Example app screenshots:

Classification Model Function

def build_classification_model(name):
    models = {
        "Logistic Regression": LogisticRegression(max_iter=1000),
        "KNN": KNeighborsClassifier(),
        "Decision Tree": DecisionTreeClassifier(random_state=42),
        "Random Forest": RandomForestClassifier(random_state=42),
        "AdaBoost": AdaBoostClassifier(random_state=42),
    }

    return models[name]

Render classification mode:

def render_classification_mode(dfs):
    st.markdown("### Classification")

    sidebar = st.sidebar

    algorithm = sidebar.selectbox(
        "Choose algorithm",
        ["Logistic Regression", "KNN", "Decision Tree", "Random Forest", "AdaBoost"]
    )

    train_name = sidebar.selectbox("Choose train data", list(dfs.keys()))
    test_name = sidebar.selectbox(
        "Choose test data",
        [name for name in dfs.keys() if name != train_name]
    )

    selected_features = sidebar.multiselect(
        "Choose features",
        FEATURES,
        default=FEATURES
    )

    if not selected_features:
        st.warning("Please select at least one feature.")
        return

    train_df = dfs[train_name]
    test_df = dfs[test_name]

    x_train = train_df[selected_features]
    y_train = train_df[TARGET]

    x_test = test_df[selected_features]
    y_test = test_df[TARGET]

    model = Pipeline([
        ("scaler", StandardScaler()),
        ("model", build_classification_model(algorithm)),
    ])

    model.fit(x_train, y_train)

    train_pred = model.predict(x_train)
    test_pred = model.predict(x_test)

    train_acc = accuracy_score(y_train, train_pred)
    test_acc = accuracy_score(y_test, test_pred)

    train_f1 = f1_score(y_train, train_pred, average="macro")
    test_f1 = f1_score(y_test, test_pred, average="macro")

    st.markdown(f"#### Chosen algorithm: `{algorithm}`")

    c1, c2, c3, c4 = st.columns(4)

    c1.metric("Train Accuracy", f"{train_acc:.3f}")
    c2.metric("Test Accuracy", f"{test_acc:.3f}")
    c3.metric("Train F1", f"{train_f1:.3f}")
    c4.metric("Test F1", f"{test_f1:.3f}")

    fig = make_confusion_matrix_plot(y_train, train_pred, y_test, test_pred)
    st.plotly_chart(fig, use_container_width=True)

    if sidebar.checkbox("Show prediction form"):
        render_prediction_form(model, selected_features, task="classification")

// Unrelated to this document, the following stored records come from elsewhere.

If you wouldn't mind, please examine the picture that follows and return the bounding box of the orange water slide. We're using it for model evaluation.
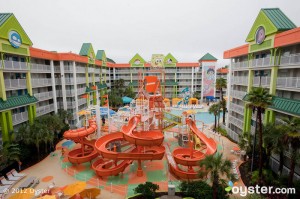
[64,119,98,164]
[168,119,217,179]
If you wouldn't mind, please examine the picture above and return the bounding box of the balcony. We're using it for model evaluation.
[12,111,28,125]
[231,90,247,100]
[4,79,26,90]
[279,53,300,66]
[31,63,51,73]
[231,76,248,85]
[252,57,271,67]
[253,77,271,87]
[36,104,54,116]
[34,91,53,101]
[231,61,248,69]
[31,78,52,88]
[276,77,300,89]
[4,60,28,70]
[229,116,244,129]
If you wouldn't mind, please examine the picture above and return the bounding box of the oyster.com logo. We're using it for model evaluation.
[8,30,22,48]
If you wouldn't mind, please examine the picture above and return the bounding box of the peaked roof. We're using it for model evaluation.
[0,13,12,26]
[261,8,297,31]
[79,43,92,56]
[199,53,218,61]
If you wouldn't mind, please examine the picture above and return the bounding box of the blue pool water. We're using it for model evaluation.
[171,110,223,124]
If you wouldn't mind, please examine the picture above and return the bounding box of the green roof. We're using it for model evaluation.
[270,97,300,116]
[0,94,38,111]
[96,83,107,89]
[199,53,218,61]
[106,57,116,64]
[79,43,92,56]
[262,8,297,31]
[243,94,300,116]
[0,13,12,26]
[161,81,178,86]
[96,50,104,60]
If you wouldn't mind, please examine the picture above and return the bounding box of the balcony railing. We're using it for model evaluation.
[253,77,271,86]
[252,57,271,67]
[280,53,300,66]
[34,91,53,101]
[229,116,244,129]
[31,78,52,88]
[36,104,54,116]
[12,111,28,125]
[4,60,28,70]
[31,63,51,73]
[4,79,26,90]
[231,61,248,69]
[232,76,248,85]
[231,90,246,100]
[277,77,300,89]
[229,103,244,115]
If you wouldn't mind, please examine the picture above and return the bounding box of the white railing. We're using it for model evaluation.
[252,57,271,67]
[31,63,51,73]
[36,104,54,116]
[4,79,26,90]
[34,91,53,101]
[277,77,300,89]
[4,60,28,70]
[31,78,52,88]
[229,103,245,115]
[231,61,248,69]
[231,76,248,85]
[253,77,271,86]
[280,53,300,66]
[12,111,28,125]
[229,116,244,129]
[231,90,247,100]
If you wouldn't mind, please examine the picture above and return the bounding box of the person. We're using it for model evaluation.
[102,117,105,126]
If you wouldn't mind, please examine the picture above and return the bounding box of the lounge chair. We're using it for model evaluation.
[10,169,26,177]
[0,176,16,185]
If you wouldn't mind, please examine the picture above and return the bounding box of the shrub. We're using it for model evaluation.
[134,182,159,199]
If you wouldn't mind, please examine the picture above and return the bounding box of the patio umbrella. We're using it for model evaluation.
[64,181,86,196]
[9,188,35,199]
[122,97,133,104]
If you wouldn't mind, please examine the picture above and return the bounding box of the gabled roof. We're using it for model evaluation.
[0,94,38,111]
[199,53,218,61]
[262,8,297,31]
[0,13,12,26]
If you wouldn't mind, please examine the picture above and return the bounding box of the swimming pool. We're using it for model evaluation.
[171,110,223,124]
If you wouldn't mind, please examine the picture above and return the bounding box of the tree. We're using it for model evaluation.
[199,153,233,199]
[216,77,227,124]
[208,104,220,130]
[248,87,272,181]
[263,124,287,176]
[134,182,159,199]
[283,117,300,187]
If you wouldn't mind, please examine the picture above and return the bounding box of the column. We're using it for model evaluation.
[59,61,67,110]
[72,61,79,124]
[50,60,57,113]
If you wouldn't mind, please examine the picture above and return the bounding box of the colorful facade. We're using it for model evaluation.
[224,8,300,179]
[0,13,217,146]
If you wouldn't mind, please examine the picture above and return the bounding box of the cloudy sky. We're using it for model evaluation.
[0,0,300,66]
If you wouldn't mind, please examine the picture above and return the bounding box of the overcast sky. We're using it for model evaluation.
[0,0,300,66]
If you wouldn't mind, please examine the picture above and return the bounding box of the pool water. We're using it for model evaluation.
[171,110,223,124]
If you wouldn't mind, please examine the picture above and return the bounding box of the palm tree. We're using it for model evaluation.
[263,124,287,176]
[216,77,227,124]
[248,87,272,181]
[208,104,220,130]
[283,117,300,187]
[199,153,232,199]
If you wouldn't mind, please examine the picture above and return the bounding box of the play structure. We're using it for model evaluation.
[64,69,217,179]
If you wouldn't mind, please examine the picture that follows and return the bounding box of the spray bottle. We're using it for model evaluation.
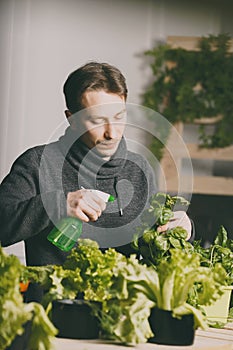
[47,190,115,252]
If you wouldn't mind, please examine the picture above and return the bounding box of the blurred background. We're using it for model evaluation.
[0,0,233,257]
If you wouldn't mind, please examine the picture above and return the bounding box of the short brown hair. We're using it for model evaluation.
[63,62,128,113]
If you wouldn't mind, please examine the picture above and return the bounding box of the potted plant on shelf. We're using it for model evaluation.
[23,226,224,344]
[0,247,56,350]
[194,226,233,327]
[134,193,233,327]
[143,33,233,157]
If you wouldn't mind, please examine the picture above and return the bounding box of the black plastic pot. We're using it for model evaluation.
[52,299,101,339]
[149,308,195,345]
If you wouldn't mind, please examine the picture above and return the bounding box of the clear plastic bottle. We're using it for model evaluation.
[47,190,115,252]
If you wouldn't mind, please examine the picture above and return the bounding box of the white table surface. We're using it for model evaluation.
[53,323,233,350]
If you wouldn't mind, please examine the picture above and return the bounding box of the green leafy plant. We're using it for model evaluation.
[133,192,193,266]
[193,226,233,286]
[143,33,233,154]
[0,247,57,350]
[22,235,224,344]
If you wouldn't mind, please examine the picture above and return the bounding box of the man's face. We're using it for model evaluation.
[77,90,126,159]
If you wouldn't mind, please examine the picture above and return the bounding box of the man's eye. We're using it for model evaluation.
[115,112,126,120]
[90,118,104,124]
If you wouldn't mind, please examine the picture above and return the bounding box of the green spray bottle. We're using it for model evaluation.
[47,190,115,252]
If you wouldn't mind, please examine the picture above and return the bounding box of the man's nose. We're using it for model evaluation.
[104,122,117,139]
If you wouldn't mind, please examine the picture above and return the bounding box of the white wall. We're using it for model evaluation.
[0,0,233,262]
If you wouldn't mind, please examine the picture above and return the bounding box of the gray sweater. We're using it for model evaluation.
[0,128,156,265]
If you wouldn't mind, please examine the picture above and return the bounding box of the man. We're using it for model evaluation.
[0,62,191,265]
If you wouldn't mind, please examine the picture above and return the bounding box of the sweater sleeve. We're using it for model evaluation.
[0,148,66,246]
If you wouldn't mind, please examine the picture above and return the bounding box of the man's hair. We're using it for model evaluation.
[63,62,128,113]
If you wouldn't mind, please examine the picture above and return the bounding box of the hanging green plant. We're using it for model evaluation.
[143,34,233,154]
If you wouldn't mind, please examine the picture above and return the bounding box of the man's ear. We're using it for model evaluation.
[65,109,72,122]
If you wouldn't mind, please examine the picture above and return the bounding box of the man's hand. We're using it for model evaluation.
[157,211,192,240]
[67,189,106,222]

    if sidebar.checkbox("Save model"):
        save_model_form(model, selected_features, task="classification")

Confusion Matrix Plot

def make_confusion_matrix_plot(y_train, train_pred, y_test, test_pred):
    labels = ["Vacant", "Occupied"]

    cm_train = confusion_matrix(y_train, train_pred, labels=[0, 1])
    cm_test = confusion_matrix(y_test, test_pred, labels=[0, 1])

    fig = make_subplots(
        rows=1,
        cols=2,
        subplot_titles=["Train", "Test"]
    )

    fig.add_trace(
        go.Heatmap(
            z=cm_train,
            x=labels,
            y=labels,
            colorscale="Blues",
            showscale=False,
            text=cm_train,
            texttemplate="%{text}"
        ),
        row=1,
        col=1
    )

    fig.add_trace(
        go.Heatmap(
            z=cm_test,
            x=labels,
            y=labels,
            colorscale="Blues",
            showscale=False,
            text=cm_test,
            texttemplate="%{text}"
        ),
        row=1,
        col=2
    )

    fig.update_layout(
        title="Confusion Matrix",
        height=500
    )

    fig.update_xaxes(title_text="Predicted")
    fig.update_yaxes(title_text="Actual")

    return fig

Prediction Form

We can let users enter feature values manually.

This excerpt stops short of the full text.